It’s essential to consider your monthly income and expenses. If you can save some money every month, consider investing it to secure your financial future. Investing in mutual funds through a systematic investment plan (SIP) can help you build wealth over time.
When investing in mutual funds, the frequency of your investments can vary depending on your salary. Whether monthly, once every three months, six months, or once a year, the key is to prioritize investing your surplus money.
This approach can be more beneficial than spending it on other expenses. By calculating the SIP amount, you can estimate how long it will take to reach your financial goals.
For example, let’s say you want to accumulate a crore fund. In this case, Equity Mutual Fund SIP is a good choice. Selecting a fund with a good track record and seeking expert advice is essential.
Once you determine how much you can invest per month and the expected returns, even a tiny amount can be invested through SIP.
For instance, if your salary is Rs. 25,000, and you can save Rs. 4,000 per month, with an annual return of 12%, you can accumulate a crore fund in 28 years or 339 months.

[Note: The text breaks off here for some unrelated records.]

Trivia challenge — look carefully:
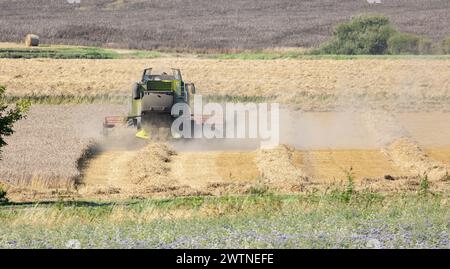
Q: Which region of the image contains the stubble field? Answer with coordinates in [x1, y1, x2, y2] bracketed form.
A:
[0, 55, 450, 200]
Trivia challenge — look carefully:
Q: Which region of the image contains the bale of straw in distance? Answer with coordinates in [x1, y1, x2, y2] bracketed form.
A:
[25, 34, 39, 47]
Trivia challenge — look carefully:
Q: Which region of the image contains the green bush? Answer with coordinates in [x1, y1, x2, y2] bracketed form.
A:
[319, 15, 395, 55]
[442, 37, 450, 54]
[0, 185, 8, 203]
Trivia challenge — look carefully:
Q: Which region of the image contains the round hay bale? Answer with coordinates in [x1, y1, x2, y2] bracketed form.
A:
[25, 34, 39, 47]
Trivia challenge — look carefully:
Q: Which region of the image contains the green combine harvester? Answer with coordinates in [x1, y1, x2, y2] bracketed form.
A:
[103, 68, 195, 139]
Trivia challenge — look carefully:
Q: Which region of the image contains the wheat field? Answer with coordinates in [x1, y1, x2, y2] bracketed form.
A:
[0, 57, 450, 111]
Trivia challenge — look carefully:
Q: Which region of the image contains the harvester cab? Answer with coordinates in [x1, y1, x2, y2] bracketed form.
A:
[103, 68, 195, 139]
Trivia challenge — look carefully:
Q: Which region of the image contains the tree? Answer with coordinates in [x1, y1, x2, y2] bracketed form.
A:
[0, 86, 30, 159]
[319, 14, 395, 54]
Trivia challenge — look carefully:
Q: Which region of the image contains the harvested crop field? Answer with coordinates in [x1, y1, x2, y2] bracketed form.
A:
[0, 105, 123, 189]
[0, 57, 450, 112]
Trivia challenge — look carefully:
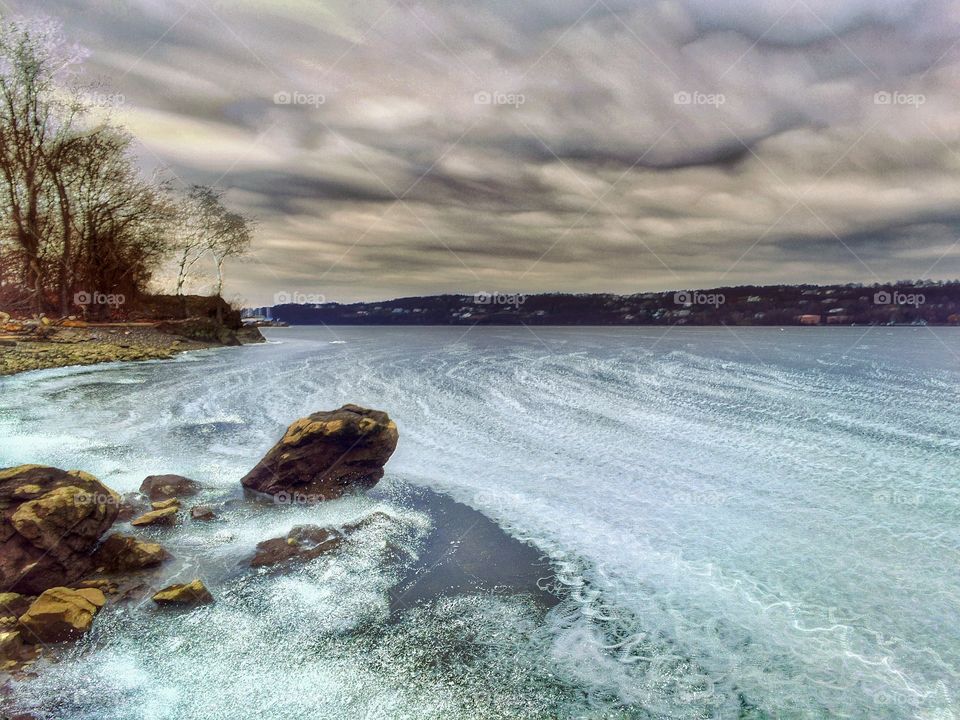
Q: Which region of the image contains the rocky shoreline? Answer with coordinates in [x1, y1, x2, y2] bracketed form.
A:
[0, 405, 398, 679]
[0, 318, 265, 376]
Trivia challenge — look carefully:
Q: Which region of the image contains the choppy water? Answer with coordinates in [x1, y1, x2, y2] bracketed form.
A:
[0, 328, 960, 719]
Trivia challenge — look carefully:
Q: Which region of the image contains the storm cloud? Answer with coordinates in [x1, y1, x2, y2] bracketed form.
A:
[12, 0, 960, 303]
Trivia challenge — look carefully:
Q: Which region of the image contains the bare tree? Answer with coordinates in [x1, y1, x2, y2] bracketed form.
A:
[178, 185, 253, 322]
[0, 21, 82, 312]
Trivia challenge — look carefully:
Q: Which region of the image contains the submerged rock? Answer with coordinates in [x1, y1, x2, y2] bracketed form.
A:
[117, 492, 147, 522]
[153, 579, 213, 605]
[150, 498, 180, 510]
[0, 630, 23, 670]
[20, 587, 106, 645]
[250, 525, 343, 567]
[140, 475, 201, 502]
[250, 512, 393, 568]
[130, 505, 180, 527]
[241, 405, 399, 502]
[0, 465, 120, 594]
[0, 593, 34, 621]
[94, 533, 171, 572]
[190, 505, 217, 520]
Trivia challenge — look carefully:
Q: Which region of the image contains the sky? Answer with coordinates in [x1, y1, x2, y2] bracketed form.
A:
[11, 0, 960, 305]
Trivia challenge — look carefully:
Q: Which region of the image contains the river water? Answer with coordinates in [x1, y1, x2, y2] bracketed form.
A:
[0, 327, 960, 720]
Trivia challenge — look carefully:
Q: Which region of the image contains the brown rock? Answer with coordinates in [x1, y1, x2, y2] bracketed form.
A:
[150, 498, 180, 510]
[241, 405, 399, 502]
[0, 465, 120, 594]
[130, 506, 180, 527]
[117, 492, 148, 522]
[94, 533, 171, 572]
[250, 525, 344, 567]
[190, 505, 217, 520]
[153, 580, 213, 605]
[0, 630, 23, 670]
[20, 587, 106, 645]
[0, 593, 33, 617]
[140, 475, 201, 501]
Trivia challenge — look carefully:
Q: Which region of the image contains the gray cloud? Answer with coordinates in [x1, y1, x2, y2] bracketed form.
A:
[7, 0, 960, 302]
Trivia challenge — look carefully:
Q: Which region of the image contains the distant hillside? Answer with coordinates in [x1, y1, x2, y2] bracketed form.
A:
[245, 280, 960, 325]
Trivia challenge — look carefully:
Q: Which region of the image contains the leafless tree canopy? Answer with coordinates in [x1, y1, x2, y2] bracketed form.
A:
[0, 21, 251, 315]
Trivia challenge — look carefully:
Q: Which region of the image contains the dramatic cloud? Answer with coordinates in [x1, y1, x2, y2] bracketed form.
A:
[14, 0, 960, 303]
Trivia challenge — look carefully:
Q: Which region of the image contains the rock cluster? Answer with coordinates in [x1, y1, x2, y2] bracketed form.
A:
[0, 465, 120, 594]
[0, 405, 398, 671]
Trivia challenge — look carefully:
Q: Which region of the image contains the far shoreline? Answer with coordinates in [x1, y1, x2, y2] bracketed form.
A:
[0, 320, 266, 379]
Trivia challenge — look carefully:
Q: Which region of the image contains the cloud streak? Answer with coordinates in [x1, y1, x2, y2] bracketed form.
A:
[14, 0, 960, 302]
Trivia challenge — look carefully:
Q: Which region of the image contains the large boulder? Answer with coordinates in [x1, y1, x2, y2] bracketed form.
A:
[20, 587, 106, 644]
[0, 465, 120, 595]
[241, 405, 399, 502]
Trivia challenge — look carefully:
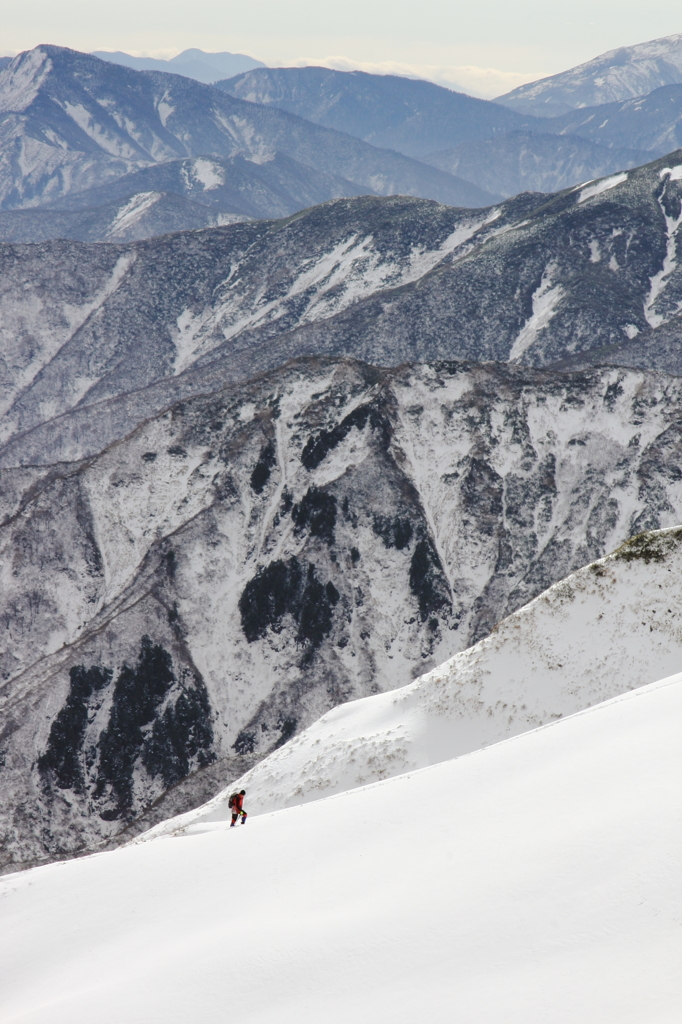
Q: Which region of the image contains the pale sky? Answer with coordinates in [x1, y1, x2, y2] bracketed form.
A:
[0, 0, 682, 94]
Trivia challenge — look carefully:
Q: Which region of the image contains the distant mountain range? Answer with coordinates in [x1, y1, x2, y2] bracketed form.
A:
[216, 68, 682, 196]
[0, 152, 682, 475]
[0, 40, 682, 234]
[92, 48, 265, 84]
[496, 34, 682, 117]
[0, 46, 499, 229]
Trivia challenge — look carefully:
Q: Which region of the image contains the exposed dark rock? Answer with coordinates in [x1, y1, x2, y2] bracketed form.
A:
[38, 665, 112, 793]
[291, 486, 337, 546]
[251, 441, 278, 495]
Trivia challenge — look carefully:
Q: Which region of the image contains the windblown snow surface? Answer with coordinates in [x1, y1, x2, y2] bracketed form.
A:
[148, 527, 682, 839]
[0, 666, 682, 1024]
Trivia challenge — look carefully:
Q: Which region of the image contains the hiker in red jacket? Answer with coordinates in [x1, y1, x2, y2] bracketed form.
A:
[227, 790, 247, 828]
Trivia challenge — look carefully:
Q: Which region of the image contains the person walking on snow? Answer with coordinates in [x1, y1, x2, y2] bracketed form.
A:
[227, 790, 248, 828]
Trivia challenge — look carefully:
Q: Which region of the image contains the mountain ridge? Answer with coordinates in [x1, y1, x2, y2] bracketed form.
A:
[496, 34, 682, 117]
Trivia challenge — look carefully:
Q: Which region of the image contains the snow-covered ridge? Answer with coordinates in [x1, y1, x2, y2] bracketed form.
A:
[0, 676, 682, 1024]
[144, 527, 682, 838]
[497, 34, 682, 117]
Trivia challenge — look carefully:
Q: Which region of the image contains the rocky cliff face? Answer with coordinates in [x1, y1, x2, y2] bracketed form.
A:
[0, 360, 682, 862]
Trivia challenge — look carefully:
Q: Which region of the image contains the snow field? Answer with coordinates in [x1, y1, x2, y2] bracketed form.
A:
[0, 675, 682, 1024]
[146, 527, 682, 827]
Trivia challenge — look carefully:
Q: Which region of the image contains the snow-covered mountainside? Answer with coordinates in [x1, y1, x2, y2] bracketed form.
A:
[0, 46, 495, 209]
[268, 151, 682, 372]
[0, 190, 249, 243]
[155, 526, 682, 836]
[422, 131, 651, 196]
[0, 191, 539, 466]
[0, 359, 682, 862]
[496, 34, 682, 117]
[0, 153, 368, 242]
[0, 676, 682, 1024]
[54, 153, 369, 217]
[0, 152, 682, 466]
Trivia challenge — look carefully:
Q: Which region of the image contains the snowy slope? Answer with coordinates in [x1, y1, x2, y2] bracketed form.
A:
[146, 527, 682, 835]
[0, 676, 682, 1024]
[497, 34, 682, 117]
[6, 360, 682, 863]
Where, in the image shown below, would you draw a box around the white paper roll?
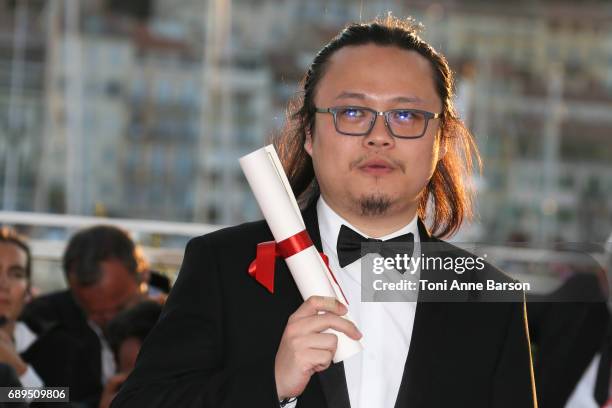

If 40% of your salary is invested at Rs. 10,000 per month, accumulating a crore will take 20 years. As the investment increases, the period decreases.
Additionally, gradually increasing the SIP amount, known as a step-up SIP, can have significant benefits. For instance, if you start with an initial SIP of Rs. 4,000 per month and increase it by 5% annually, you can accumulate a crore fund in 301 months. Increasing the SIP amount by 10% yearly will shorten the timeframe to 264 months.
Therefore, it’s essential to carefully consider how much you can save and invest per month to achieve your financial goals.